Image: Courtoisie de CNS
Récemment, la Conférence des évêques catholiques du Canada a publié un document intitulé Une Église en dialogue : Vers la restauration de l’unité entre les chrétiens à l’occasion du 50e anniversaire du décret sur l’œcuménisme du Concile Vatican II (1964-2014). Il s’agit d’un magnifique instrument qui présente les critères d’un dialogue authentique et décrit l’état de situation non seulement de l’Église au Canada mais également de l’Église universelle. Bien qu’exigeant au point de vue de la lecture, le document me semble incontournable pour bien comprendre l’histoire du mouvement œcuménique au Canada et tracer des perspectives d’avenir.
Dans un premier temps, on y retrouve une synthèse très dense des différents principes qui doivent guider le dialogue entre les chrétiens de sorte qu’il soit efficace et véritablement orienté vers la restauration de l’unité de tous les chrétiens. Dans un deuxième temps, on y manifeste bien comment l’unité entre les hommes trouve ses racines dans la Communion des Personnes (Père, Fils et Esprit Saint) dans la Trinité. En effet, puisque nous prenons part à la communion des saints, « nous sommes appelés à être une Église en dialogue parce que le Dieu Trinité est entré en dialogue avec nous et a partagé avec nous la mission du Verbe incarné dans le monde » (p.2).
Devant cette réalité spirituelle de la communion des saints à laquelle tous les chrétiens appartiennent réellement bien que, jusqu’à la Résurrection, elle ne soit pas encore réalisée parfaitement, nous avons le devoir de travailler à la manifester cette unité fondamentale par le dialogue entre chrétiens. Ce dialogue sera caractérisé par « la clarté, la douceur, la confiance, la prudence pédagogique […] Le dialogue ne peut advenir que dans un climat d’amitié, de respect et de service, ouvert à toutes et à tous; jamais il ne transige avec la vérité; il exige sagesse, savoir, discernement; toujours guidé par l’espérance et l’amour, il se construit sur la liberté »[2]. Ce qui me frappe le plus dans la première partie de ce document, c’est l’importance qu’il accorde à la bonne attitude pour qu’un authentique dialogue soit possible. Ce qu’il appelle « l’exigence qu’on fasse de la place au point de vue de l’autre; qu’on écoute vraiment […] en souhaitant et même en escomptant apprendre de l’autre »[3] est selon moi l’un des grandes amélioration des cinquante dernières années. Par exemple, un de mes oncles me disait que lorsqu’il était jeune on lui avait dit de ne pas parler aux enfants d’une des familles de sa rue parce qu’ils étaient protestants. Le contraste avec ce que nous considérons aujourd’hui acceptable et comme reflétant une attitude véritablement chrétienne montre bien le chemin qui s’est fait depuis ce temps. Sans le Concile Vatican II, un tel changement n’aurait pas été possible.
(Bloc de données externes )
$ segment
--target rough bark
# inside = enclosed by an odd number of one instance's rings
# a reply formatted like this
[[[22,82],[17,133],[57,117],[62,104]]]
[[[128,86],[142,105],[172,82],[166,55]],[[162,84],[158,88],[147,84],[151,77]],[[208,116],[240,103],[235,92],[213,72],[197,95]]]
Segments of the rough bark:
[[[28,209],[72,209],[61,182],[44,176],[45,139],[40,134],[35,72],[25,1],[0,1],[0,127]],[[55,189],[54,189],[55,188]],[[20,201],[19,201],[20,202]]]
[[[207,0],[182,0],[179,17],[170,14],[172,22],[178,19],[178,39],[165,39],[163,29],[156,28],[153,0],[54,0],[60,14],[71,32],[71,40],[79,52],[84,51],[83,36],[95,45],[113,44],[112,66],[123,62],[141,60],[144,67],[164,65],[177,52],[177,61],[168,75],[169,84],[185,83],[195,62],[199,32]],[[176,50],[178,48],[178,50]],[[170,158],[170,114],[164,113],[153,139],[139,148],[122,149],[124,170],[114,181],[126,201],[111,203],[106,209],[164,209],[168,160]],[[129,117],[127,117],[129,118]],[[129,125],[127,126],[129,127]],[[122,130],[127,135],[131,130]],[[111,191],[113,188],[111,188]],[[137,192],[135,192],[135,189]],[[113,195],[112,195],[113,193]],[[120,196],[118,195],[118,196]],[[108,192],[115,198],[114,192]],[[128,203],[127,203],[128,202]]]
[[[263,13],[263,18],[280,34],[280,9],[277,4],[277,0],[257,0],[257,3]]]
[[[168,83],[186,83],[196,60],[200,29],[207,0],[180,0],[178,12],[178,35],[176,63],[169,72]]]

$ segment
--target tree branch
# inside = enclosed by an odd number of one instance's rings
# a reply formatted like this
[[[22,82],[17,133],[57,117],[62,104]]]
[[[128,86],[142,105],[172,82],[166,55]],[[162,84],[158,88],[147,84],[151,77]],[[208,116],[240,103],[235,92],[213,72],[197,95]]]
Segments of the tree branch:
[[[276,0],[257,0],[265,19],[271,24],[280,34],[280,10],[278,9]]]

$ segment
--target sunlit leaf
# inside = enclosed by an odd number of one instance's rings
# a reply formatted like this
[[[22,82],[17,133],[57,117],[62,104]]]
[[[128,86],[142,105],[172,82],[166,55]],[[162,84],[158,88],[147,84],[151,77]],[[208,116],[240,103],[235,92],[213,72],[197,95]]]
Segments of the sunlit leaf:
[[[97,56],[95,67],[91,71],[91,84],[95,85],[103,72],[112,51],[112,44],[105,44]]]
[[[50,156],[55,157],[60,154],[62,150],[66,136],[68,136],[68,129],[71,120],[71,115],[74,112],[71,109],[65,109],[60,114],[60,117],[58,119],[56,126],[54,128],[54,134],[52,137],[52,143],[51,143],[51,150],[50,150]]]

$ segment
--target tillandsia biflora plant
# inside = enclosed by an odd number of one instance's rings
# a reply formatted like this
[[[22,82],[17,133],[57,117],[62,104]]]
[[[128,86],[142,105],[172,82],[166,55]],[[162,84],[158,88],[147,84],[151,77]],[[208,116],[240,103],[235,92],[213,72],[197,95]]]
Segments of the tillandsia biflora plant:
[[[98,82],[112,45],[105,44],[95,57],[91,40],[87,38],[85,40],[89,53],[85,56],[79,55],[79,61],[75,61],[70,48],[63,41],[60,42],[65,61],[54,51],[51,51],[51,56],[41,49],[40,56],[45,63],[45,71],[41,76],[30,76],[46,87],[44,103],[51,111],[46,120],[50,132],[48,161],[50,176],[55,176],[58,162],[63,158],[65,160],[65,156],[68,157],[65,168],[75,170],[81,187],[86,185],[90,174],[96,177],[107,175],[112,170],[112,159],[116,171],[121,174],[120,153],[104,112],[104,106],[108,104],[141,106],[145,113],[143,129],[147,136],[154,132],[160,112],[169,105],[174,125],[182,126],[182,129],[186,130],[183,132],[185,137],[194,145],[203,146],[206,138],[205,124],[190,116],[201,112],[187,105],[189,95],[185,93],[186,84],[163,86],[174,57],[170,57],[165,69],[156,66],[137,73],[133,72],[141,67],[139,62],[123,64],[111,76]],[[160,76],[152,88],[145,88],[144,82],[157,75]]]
La deuxième partie du document propose une élaboration précise de ce que signifie, pour les communautés chrétiennes, être en dialogue. Dans un premier temps, on doit remarquer que cette notion de « dialogue » est aujourd’hui utilisée à toutes les sauces. Selon moi, c’est la raison principale pour laquelle la CECC a décidé de le présenter en faisant trois distinctions. En effet, le dialogue peut être d’abord compris comme « dialogue d’amour » (p.9). Il ne concerne pas seulement les représentants officiels mais tous les membres des communautés. Ce nouveau contact avec l’autre, qui a appris à vivre sa foi en Jésus-Christ d’une manière différente, aura pour conséquence positive un réexamen réciproque de notre propre correspondance aux motions de l’Esprit Saint. Le deuxième sens est le « dialogue de vérité » (p.11) qui est défini comme un « dialogue mené par des experts bien informés, où chacun explique à fond la doctrine de sa communauté et montre de façon claire ce qui la caractérise » (no 4). Cette deuxième façon de comprendre le dialogue ne doit jamais être écartée puisque sans elle, le dialogue serait réduit à de pure convention sans réel souci de connaître la véritable volonté de Dieu. C’est en ce sens que la recherche de la vérité ne doit pas être vue comme un obstacle à l’unité des chrétiens. Par exemple, les catholiques engagés dans cette forme de dialogue doivent garder en tête que « l’Église catholique relève, à des degrés divers, l’absence d’éléments essentiels chez ses partenaires dans le dialogue » (no 4).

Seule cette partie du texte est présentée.